When the lights go back on, Carol has moved from the right side to the left side of the desk, drawing our attention to the other side of the room. The Professor looks a little disheveled, and Carol looks nervous as she sits down and waits for him to speak. In the conversation that follows, the reason for Carol’s nervousness is revealed: She has filed a report against the Professor claiming sexual assault and pornographic references. She has also given the report to the tenure committee, which was just about to grant the Professor tenure. The audience feels the tension as the Professor reads over the report and Carol waits. A discussion full of yelling and accusations ensues, in the cut-off method of speaking so prevalent in the play. I was not surprised by the sexual assault allegation, but the fact that Carol claimed that a phrase, which went along the lines of “poor people copulate more frequently than the rich,” was pornographic did surprise me. This emphasized the idea that people have to be careful with the words and phrases they use because they may be taken and understood in a different way than originally intended. The scene ends with the Professor grabbing Carol forcefully but then letting her go, and Carol walking out of the room.

If the audience hadn’t had enough to think about already, they were about to get more. No one could really expect what was to come. Carol comes into the Professor’s office and carefully takes a seat. She has switched sides again and, along with the physical change, the power has also shifted. Carol is now in control. The Professor looks incredibly disheveled – his hair is a mess, his jacket is off, his tie is loose and his shirt is slightly unbuttoned. Carol has also accused the Professor of rape and her lawyers have advised her not to go to his office. But the Professor has asked her there, and she informs him she is there as a favor. The Professor reveals that he has not gone home in two days, as he has been staying at a hotel to try to think over the events of the past couple of days. Carol is completely in control, and, with each of her words, the Professor seems to become more and more defeated. But he is also angry. He was so close to getting tenure, and he was in the process of buying a big house, and he had a family. All of this was being taken away by Carol’s allegations, and at one point he screams at her to “get the fuck out,” but she doesn’t leave. Instead, she stays and continues to try to talk to him, which angers him to the point of incredible physical violence and derogatory name-calling, ending only when Carol is on the floor crying and the Professor has a chair raised and is ready to strike but catches himself.

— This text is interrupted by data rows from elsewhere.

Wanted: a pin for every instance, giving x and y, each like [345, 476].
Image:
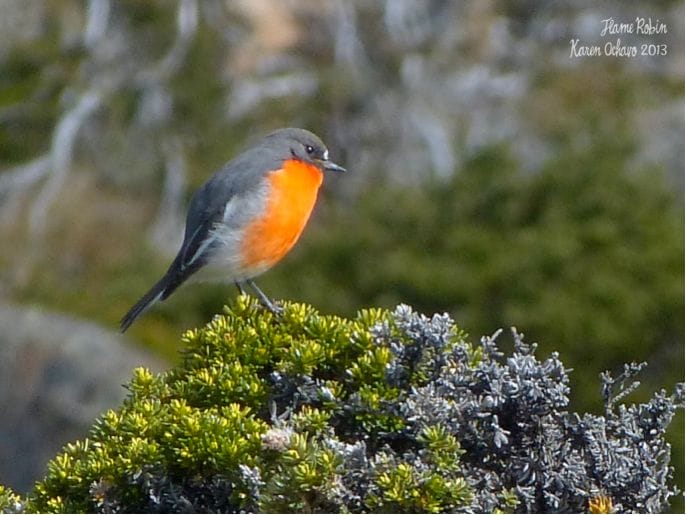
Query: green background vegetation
[584, 252]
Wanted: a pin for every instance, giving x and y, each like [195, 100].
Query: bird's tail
[156, 293]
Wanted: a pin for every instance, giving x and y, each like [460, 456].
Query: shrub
[389, 411]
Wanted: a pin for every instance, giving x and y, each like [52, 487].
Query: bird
[247, 216]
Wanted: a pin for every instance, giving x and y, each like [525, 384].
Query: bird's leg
[263, 298]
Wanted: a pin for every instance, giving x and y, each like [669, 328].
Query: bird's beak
[332, 167]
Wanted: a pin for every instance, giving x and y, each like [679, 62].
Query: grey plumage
[223, 206]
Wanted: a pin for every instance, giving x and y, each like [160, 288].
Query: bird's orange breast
[292, 194]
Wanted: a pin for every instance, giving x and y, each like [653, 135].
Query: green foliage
[210, 417]
[585, 254]
[387, 412]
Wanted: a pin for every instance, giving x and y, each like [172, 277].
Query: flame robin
[247, 217]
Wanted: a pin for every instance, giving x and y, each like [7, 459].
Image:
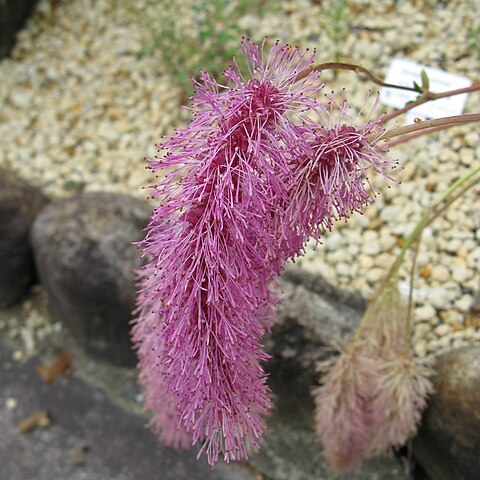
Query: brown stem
[411, 136]
[427, 95]
[429, 124]
[428, 98]
[357, 69]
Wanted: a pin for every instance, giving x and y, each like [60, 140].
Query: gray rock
[19, 204]
[116, 444]
[313, 319]
[448, 443]
[86, 263]
[13, 15]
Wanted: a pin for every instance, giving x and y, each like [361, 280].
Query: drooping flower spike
[205, 299]
[241, 189]
[331, 177]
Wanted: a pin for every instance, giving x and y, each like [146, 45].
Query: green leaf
[425, 80]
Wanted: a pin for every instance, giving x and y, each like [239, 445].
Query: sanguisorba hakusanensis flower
[330, 179]
[241, 190]
[205, 300]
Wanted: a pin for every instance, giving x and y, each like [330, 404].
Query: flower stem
[427, 98]
[419, 133]
[357, 69]
[429, 124]
[429, 215]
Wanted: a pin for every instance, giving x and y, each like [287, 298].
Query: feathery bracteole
[376, 371]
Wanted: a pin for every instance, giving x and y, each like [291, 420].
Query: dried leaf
[61, 364]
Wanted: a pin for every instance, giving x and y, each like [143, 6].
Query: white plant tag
[404, 72]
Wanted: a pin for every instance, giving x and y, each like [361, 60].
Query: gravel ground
[80, 110]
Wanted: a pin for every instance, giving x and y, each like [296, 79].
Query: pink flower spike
[205, 300]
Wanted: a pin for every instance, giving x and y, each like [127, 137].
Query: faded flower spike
[205, 301]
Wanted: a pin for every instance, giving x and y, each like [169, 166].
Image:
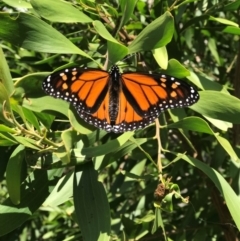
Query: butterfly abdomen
[114, 90]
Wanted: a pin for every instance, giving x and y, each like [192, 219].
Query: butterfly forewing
[152, 94]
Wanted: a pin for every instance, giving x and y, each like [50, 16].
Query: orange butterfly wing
[86, 89]
[144, 96]
[119, 102]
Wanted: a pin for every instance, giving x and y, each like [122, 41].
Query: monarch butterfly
[119, 102]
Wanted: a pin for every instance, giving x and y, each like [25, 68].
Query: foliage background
[49, 188]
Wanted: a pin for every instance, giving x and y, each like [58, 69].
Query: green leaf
[213, 49]
[224, 21]
[32, 198]
[161, 56]
[109, 147]
[127, 7]
[91, 204]
[62, 192]
[231, 30]
[47, 103]
[199, 125]
[232, 6]
[116, 50]
[218, 106]
[14, 172]
[32, 33]
[59, 11]
[232, 200]
[157, 34]
[176, 69]
[17, 3]
[5, 75]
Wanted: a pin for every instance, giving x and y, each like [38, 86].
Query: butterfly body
[119, 102]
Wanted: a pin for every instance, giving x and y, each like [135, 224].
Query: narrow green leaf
[157, 34]
[231, 30]
[224, 21]
[32, 33]
[218, 106]
[13, 174]
[59, 11]
[17, 3]
[232, 6]
[5, 75]
[213, 49]
[91, 204]
[161, 56]
[127, 7]
[47, 103]
[109, 147]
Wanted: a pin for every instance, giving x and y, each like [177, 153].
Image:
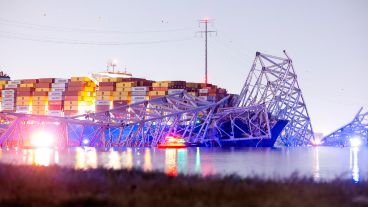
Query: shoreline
[59, 186]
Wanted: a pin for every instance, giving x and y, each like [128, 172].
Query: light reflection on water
[320, 163]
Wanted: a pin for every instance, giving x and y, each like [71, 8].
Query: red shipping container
[106, 88]
[55, 107]
[119, 103]
[107, 84]
[102, 108]
[70, 112]
[76, 84]
[76, 88]
[71, 98]
[40, 93]
[159, 89]
[26, 89]
[25, 81]
[71, 93]
[46, 80]
[43, 85]
[24, 93]
[56, 103]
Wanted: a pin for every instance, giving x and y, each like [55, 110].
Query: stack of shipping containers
[192, 88]
[122, 94]
[56, 97]
[159, 89]
[176, 87]
[104, 95]
[9, 96]
[40, 96]
[24, 96]
[78, 95]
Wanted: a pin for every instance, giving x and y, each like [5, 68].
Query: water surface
[321, 163]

The room goes black again, and then the actors are bowing and the audience is clapping and it’s all over. The beautiful acting by Robertshaw and Golding has left everyone speechless and trying to sort through the emotionally and physically intense scene we have just witnessed. In an hour and 20 minutes, these two actors have led us through emotions and situations that are tough to hear about or see and even harder to confront. Oleanna was truly an important play to see and I commend the director and actors for an amazing performance.